Lefleur: Dummy mission. Let's roll.


After shopping around the mall and buying a myriad of shit, Lefleur asks some passers by to take a pic of he and Jay Z's nephew. He then proceeds to get a button made at the photo booth with he and little Shawn Carter's face that says "Roc Boys 4 Life." After this, the two cruise the mall singing Jay Z songs and Lefleur begs him to get his uncle on the phone. Lefleur hears the God MC on the other line and faints.

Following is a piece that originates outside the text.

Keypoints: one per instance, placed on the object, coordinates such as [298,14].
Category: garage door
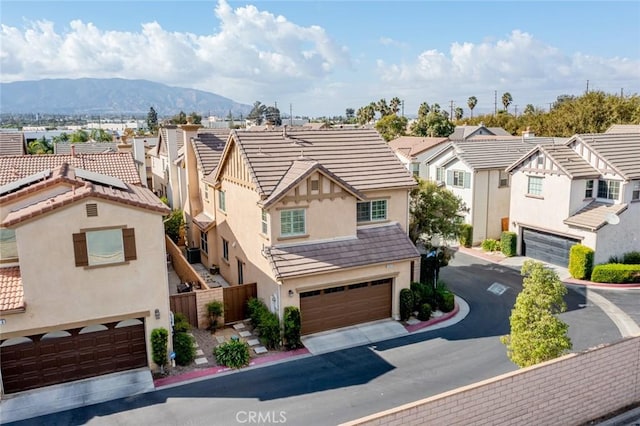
[547,247]
[63,356]
[345,305]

OK, I made the last paragraph up. LOL. They go to the mall and upon copping half the mall, Jay-Z nephew nigga asks Lefleur if he wants a Coogi (WP FYI ..white people, for your information, a coogi is a 500+ dollar swearer which looks like clown throw-up. ) Lefluer being the brotha that he is says "hell yea." He calls his boys, "Yo I'm hangin with Jay Z nephew and he copped me the ill coogi. Why? I dont know, I gave him a ride. The nigga got mad money."


Did a Meat hop occur?




Keep the comments flowing so that we know who wins the award for meat hopper of the year and consequently gets pissed off. Please let this spill over onto facebook walls as well. I'm in a trouble making mood. Whhhoooo hah ha ha ha (Halloween Laugh.)



Live, Love, Startin shit like Curtis Jackson




Show-Sho no Homo.

2 comments:

A2K-10 Virus said...

Ok, The French nigga definitely dick ridin Extra Hard (Little Brother)! You kiddin me?!? (Jim Mora Sr.). This nigga even got Memphis Bleek clownin him if Bleek read that post, and He "Even Like That".

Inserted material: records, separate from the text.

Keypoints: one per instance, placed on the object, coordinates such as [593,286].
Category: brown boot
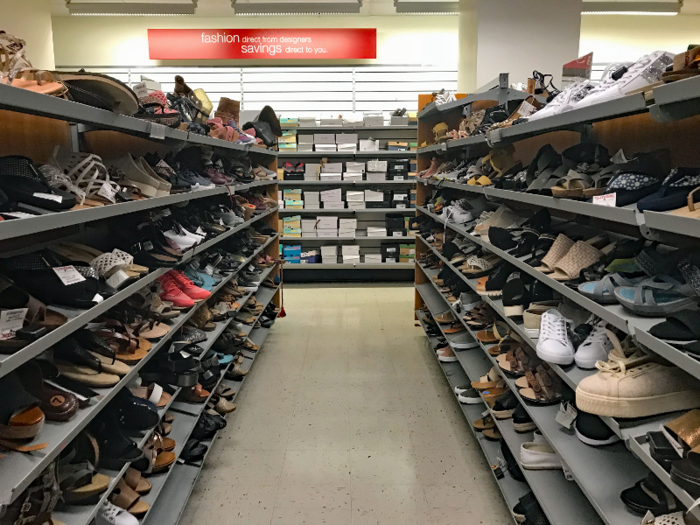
[228,110]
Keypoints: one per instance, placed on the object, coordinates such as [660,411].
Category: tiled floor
[346,419]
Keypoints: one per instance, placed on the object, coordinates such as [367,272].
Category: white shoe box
[376,176]
[374,196]
[324,138]
[327,221]
[355,167]
[369,145]
[334,195]
[377,165]
[355,196]
[333,167]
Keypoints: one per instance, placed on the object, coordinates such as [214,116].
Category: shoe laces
[554,326]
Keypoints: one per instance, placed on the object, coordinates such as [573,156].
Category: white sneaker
[595,348]
[554,344]
[644,72]
[110,514]
[539,456]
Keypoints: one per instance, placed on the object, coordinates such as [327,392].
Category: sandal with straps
[544,387]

I'm know the various ways to describe meat packin, since that was the first time I heard the phrase, since we used a myriad of phrases to describe what you are talking about. (Shout out to South Park, PA)

Dick Rider
Tip Drill
Pole Jockin
Dick Swangin
Cock, Rock, and Tug It (I just made that up)
Hype-man (white people research that hip hop term)
Memphis Bleekin (yes I don't like him)
Swag Surfin (just chose to put this one out because I hate the term, the song, and the fact no nigga surfs)

Future Graduate of a State School
-A2K-10 Virus

Rock said...

Memph Bleking!!! LMAO. Thats that 2010 sh*t!!!!